Any business leader worth their salt will follow politics and current affairs closely as the decisions being made at the seat of power naturally impact the future success of any business. Whilst following politics and current affairs alone is not enough, political awareness and first-hand awareness of how political rhetoric actually impacts the workforce could be an invaluable skill in a leader. However, in isolation this quality may not assure the public that their leadership was anymore trustworthy.
One string to their bow that many (not all) businesses have is the fact that modern companies and enterprises are built with an element of integrity and fairness in their ethos. From the Silicon Roundabout to the Square Mile, being ethical, fair and transparent has never been more fashionable or expected for customers, investors and board directors alike.
But what about Trump? At first glance you would be right. His brash, belligerent attitudes and policies are doing everything but appealing to young voters, a demographic he should want to impress and gain the trust of. However, I believe there are still lessons to be learnt from Trump and his position of power. Trump is proof that by the time business leaders are bored enough with business to consider a political career, they are too old and long in the tooth to truly relate to the needs and wants of an ever-changing society.
It is a pretty similar situation here in the UK. The current political instability around Brexit and what it means for the country is causing uncertainty for businesses and back stabbing within both parties. Theresa May faced a vote of no confidence from her own party, which she won, but not without 100 MP’s voting against her. Meanwhile, the only business leaders speaking openly about politics are Charlie Mullins from Pimlico Plumbers and Sir Alan Sugar – hardly the examples of the political revolution needed to appeal to the masses.
Young voters are disillusioned and it does not help that politics is perceived as being an elitist, untrustworthy career that relies on nepotism or a hobby for rich old businessmen.

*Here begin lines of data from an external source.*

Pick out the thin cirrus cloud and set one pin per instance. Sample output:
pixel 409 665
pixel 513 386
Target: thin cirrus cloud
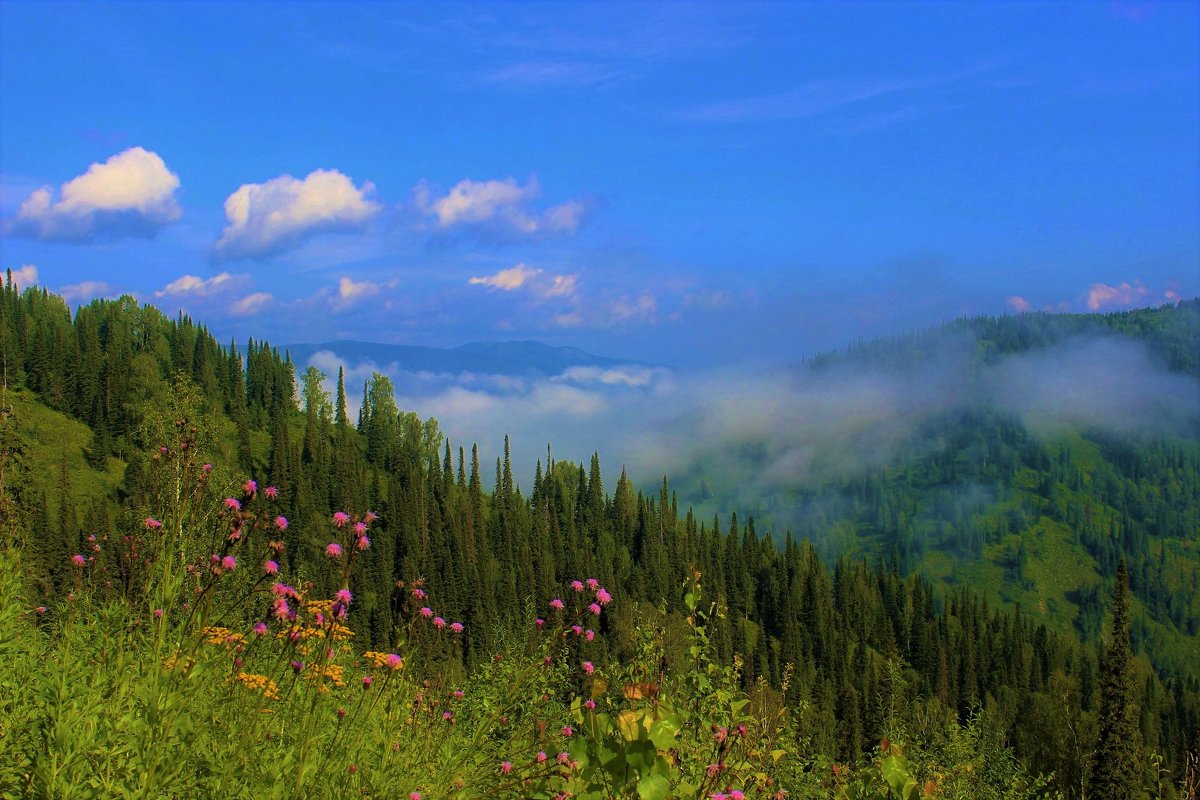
pixel 132 194
pixel 498 208
pixel 265 220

What can we do to make a difference? I think we really need to break the old boys club image that politics has, so it feels like an accessible career option for the general public. I hope that current world events and leadership are stirring a younger generation to say, “surely I could do a better job”, so they feel engaged enough to take on changing the world through politics as a starting career. If we can show the young people of today that they are the leaders of tomorrow, we will get greater and more relevant interest from people at a younger age. Who knows, maybe in a generation or so politicians may move up the list of trusted professions.